A fundamental problem in systems biology is to understand how regulatory interactions drive development and function of living organisms. We are working with the Sue Celniker and Ben Brown Labs at Lawrence Berkeley National Laboratory to investigate interactions among transcription factors (TFs) in Drosophila embryos. As part of this ongoing collaboration, we developed stability-driven Nonnegative Matrix Factorization (staNMF) to decompose gene expression images into “principal patterns” (PPs) that can be used to relate TFs to pre-organ regions. In addition, we developed iterative Random Forests (iRF) to identify stable, high-order interactions in high-throughput genomic data. Our ongoing work builds on these methods to identify high-quality experimental targets for wet lab validation.
Drawing samples from a known distribution is a core computational challenge common to many disciplines, with applications in statistics, probability, operations research, and other areas involving stochastic models. Recent decades have witnessed great success of Markov Chain Monte Carlo (MCMC) algorithms. These methods are based on constructing a Markov chain whose stationary distribution is equal to the target distribution, and then drawing samples by simulating the chain for a certain number of steps. From a theoretical view point, a core challenge is to provide convergence guarantees for such algorithms, namely the number of steps required to provide an approximate sample from the target distribution. In our work, we provide theoretical guarantees for several sampling algorithms as a function of the problem parameters. A few algorithms that we analyzed include: Randomized interior point methods for sampling from polytopes and certain Langevin algorithms to sample from log-concave distributions. Such guarantees can then be used for providing estimates for expectations of functions, probabilities of events and volume of certain sets.

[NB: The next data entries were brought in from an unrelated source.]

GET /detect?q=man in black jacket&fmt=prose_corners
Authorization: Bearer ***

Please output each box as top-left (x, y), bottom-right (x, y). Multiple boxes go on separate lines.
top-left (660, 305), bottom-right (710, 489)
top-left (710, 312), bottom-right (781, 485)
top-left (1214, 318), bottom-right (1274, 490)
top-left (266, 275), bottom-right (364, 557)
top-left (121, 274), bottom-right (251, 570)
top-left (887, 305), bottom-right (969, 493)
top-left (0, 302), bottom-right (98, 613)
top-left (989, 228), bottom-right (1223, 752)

The volume and quality of data recorded from the brain are constantly increasing, giving us a better view of mental processes. We collaborate with neuroscience labs, primarily the Gallant lab, to develop methodology for analyzing such data. We focus on understanding vision by studying the representation of images and videos in early visual areas. These experiments are great examples for modern statistical work: both the stimuli (a video, or sequence of images) and the response (continuous brain-scans, or electrode recordings) are high-dimensional structured objects. We develop principled methods to relate the stimuli and responses for both prediction and interpretation purposes. These include, among others, methods for feature-extraction (both learned and engineered), such as building upon the scattering transform. Additionally, we focus on building methods for interpretation including DeepTune (a method for generating stable maximally activating stimuli from deep learning models) and compression. Our ongoing work focuses on developing interpretation methods for population-level analysis.